Sure, but with phone numbers that can't be spoofed, telcos can terminate service, and filtering technologies can block calls. Spam gets expensive if you have to buy new service every five calls.
It does. But the spammers still do it. Because eventually they hit one person who gives them a thousand dollars or whatever and it pays off.
Preventing spoofing doesn't have to make spam cost-prohibitive for every spammer to greatly reduce the volume, and it does not interfere with ordinary people obtaining phone service anonymously.
Nobody is making spam calls with cell phones.
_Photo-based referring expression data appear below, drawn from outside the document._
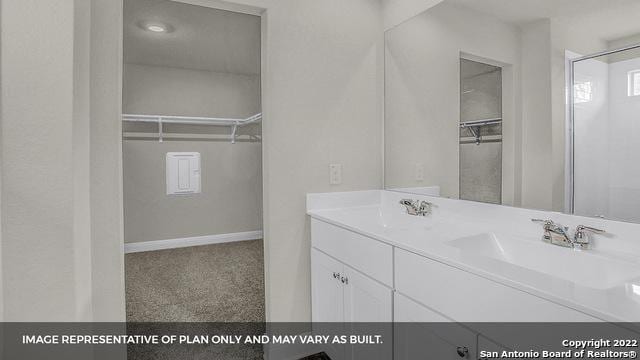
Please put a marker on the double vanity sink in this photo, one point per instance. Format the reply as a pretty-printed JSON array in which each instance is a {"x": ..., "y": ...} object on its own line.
[{"x": 465, "y": 262}]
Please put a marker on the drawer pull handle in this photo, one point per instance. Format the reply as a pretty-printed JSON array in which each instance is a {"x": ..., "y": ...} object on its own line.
[{"x": 462, "y": 351}]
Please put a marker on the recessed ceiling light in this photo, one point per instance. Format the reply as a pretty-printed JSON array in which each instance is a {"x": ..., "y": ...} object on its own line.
[{"x": 156, "y": 27}]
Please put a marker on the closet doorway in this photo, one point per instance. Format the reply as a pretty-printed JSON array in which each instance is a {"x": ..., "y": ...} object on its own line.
[
  {"x": 192, "y": 158},
  {"x": 480, "y": 159}
]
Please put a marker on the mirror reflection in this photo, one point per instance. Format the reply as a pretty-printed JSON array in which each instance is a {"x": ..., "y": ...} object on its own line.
[{"x": 529, "y": 103}]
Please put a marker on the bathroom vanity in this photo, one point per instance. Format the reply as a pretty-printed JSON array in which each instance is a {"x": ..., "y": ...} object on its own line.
[{"x": 466, "y": 262}]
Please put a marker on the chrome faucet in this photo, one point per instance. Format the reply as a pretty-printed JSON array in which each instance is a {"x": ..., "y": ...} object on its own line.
[
  {"x": 417, "y": 207},
  {"x": 557, "y": 234}
]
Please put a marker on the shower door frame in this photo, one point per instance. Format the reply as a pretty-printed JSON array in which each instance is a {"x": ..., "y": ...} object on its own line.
[{"x": 571, "y": 120}]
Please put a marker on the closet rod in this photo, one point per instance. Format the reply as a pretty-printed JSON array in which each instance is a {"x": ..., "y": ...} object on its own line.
[{"x": 192, "y": 120}]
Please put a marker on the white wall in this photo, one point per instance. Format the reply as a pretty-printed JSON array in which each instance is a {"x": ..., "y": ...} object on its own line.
[
  {"x": 536, "y": 116},
  {"x": 231, "y": 197},
  {"x": 322, "y": 105},
  {"x": 624, "y": 176},
  {"x": 593, "y": 126},
  {"x": 422, "y": 95},
  {"x": 61, "y": 207},
  {"x": 397, "y": 11}
]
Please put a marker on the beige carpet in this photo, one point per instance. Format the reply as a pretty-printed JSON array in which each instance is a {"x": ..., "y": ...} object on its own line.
[{"x": 221, "y": 282}]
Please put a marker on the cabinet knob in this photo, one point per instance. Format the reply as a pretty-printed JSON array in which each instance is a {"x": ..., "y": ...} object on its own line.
[{"x": 462, "y": 351}]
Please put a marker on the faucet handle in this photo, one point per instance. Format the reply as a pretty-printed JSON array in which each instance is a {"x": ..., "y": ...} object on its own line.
[
  {"x": 546, "y": 223},
  {"x": 582, "y": 233},
  {"x": 581, "y": 237},
  {"x": 583, "y": 228}
]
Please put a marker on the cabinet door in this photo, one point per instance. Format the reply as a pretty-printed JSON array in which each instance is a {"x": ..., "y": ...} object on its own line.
[
  {"x": 368, "y": 309},
  {"x": 327, "y": 291},
  {"x": 420, "y": 333}
]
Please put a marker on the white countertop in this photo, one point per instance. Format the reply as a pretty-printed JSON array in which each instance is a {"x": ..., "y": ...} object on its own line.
[{"x": 610, "y": 299}]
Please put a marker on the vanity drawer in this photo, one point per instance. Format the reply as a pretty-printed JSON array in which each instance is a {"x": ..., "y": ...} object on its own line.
[
  {"x": 364, "y": 254},
  {"x": 466, "y": 297}
]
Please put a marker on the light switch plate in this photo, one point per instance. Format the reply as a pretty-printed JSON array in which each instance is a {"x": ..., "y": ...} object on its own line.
[
  {"x": 183, "y": 173},
  {"x": 335, "y": 174},
  {"x": 419, "y": 172}
]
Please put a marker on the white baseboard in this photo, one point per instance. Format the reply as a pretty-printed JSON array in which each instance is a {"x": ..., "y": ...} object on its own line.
[
  {"x": 289, "y": 352},
  {"x": 191, "y": 241}
]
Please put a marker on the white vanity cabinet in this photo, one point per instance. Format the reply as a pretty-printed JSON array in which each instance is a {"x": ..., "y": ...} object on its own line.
[
  {"x": 356, "y": 278},
  {"x": 342, "y": 294}
]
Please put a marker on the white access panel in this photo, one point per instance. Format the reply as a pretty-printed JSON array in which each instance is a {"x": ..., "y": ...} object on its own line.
[{"x": 183, "y": 173}]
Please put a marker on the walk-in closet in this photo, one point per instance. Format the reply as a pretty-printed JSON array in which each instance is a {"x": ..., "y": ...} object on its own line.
[{"x": 192, "y": 163}]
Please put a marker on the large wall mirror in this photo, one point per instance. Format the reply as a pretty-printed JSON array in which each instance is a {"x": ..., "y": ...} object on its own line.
[{"x": 528, "y": 103}]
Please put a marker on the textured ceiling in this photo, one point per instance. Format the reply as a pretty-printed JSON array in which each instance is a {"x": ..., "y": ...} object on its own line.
[
  {"x": 606, "y": 19},
  {"x": 202, "y": 39}
]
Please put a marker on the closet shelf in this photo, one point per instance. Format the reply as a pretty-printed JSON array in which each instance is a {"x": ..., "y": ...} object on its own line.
[
  {"x": 474, "y": 127},
  {"x": 234, "y": 124},
  {"x": 482, "y": 122}
]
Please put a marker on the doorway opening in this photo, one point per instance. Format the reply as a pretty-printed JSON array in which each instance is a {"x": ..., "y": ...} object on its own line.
[
  {"x": 192, "y": 158},
  {"x": 480, "y": 159}
]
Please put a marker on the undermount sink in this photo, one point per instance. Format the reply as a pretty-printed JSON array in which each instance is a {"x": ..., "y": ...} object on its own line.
[{"x": 580, "y": 267}]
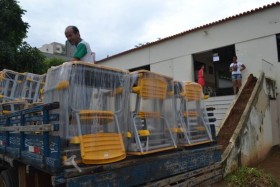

Spammers use VOIP services and old TDM systems.
There’s SIM card banks for SMS spam… I’d be surprised if there wasn’t anything similar for calling. Not that I support this bill but it is a thing.
From what I’ve investigated as a recipient of spam calls, I’ve been called from legitimate mobile numbers from my own mobile telco. The only thing that explains that are SIM card banks.
Unfortunately there isn’t an easy way to report abuse to the telcos (and regulators).
STIR/SHAKEN up to this point has only been a self-certification that a telecom company has the right to use a number. What the FCC is trying to do is set up a legal obligation for the STIR/SHAKEN header to match a KYC verified identity.
If the FCC implements this, I expect a lot litigation because of the burden and legal liability this would place on telecom and VOIP companies. There are other less burdensome approaches to preventing spam that the FCC has not tried.
I am constantly amazed how few people understand that preventing spam is below the last thing the FCC is actually interested in.
First of all, the decision makers at the FCC profit from directly from spam, Christ.
Secondly, the indirect value of spam to the FCC is that it helps to justify initiatives to ruin the privacy of ordinary people via the constant push for KYC.
Just like "age verification", Flock cameras, license plate scanners, ubiquitous IoT with microphones and cameras, etc. Governments and corporations both profit from shredding every molecule of your privacy.
The FCC issued a report on this very subject[1]. TLDR, there have been four exceptions to the SHAKEN/STIR requirements:
- Providers that can't afford it implement it - Non-IP networks - Small voice service providers that originate calls via satellite using U.S. NANP - Providers that lack control over the network infrastructure necessary to implement
Nothing is going to change as long as those holes exist.
1: https://docs.fcc.gov/public/attachments/DOC-416732A1.pdf
The can't afford it exception is disappearing soon, as it isn't true for any business. Total setup costs for STIR/SHAKEN are under $2000 these days. Providers that lack control over the network infrastructure (i.e. they don't have the ability to control the stir/shaken headers so by definition they can't spoof numbers) will likely continue to be a thing as changing it would force pretty much every small business in the VOIP industry out of business and allow only large companies to be VOIP service providers.
> I thought this was supposed to happen 5 years ago. Did they just chicken out on the prospect of actually shutting down telcos sending spam volume?
It would certainly hurt a consumption-based economy, for starters.
Why would that hurt a consumption-based economy?
Telcos make money off of scammer activity.
Maybe in the same way that Office Depot makes money on the envelopes used in mail fraud
It's a vector for advertising.
But that's not a consumer initiative. Advertising can come from all sorts of places that the consumer doesn't like, and in economies where advanced levels of consumer choice are limited to the state bureaucrats.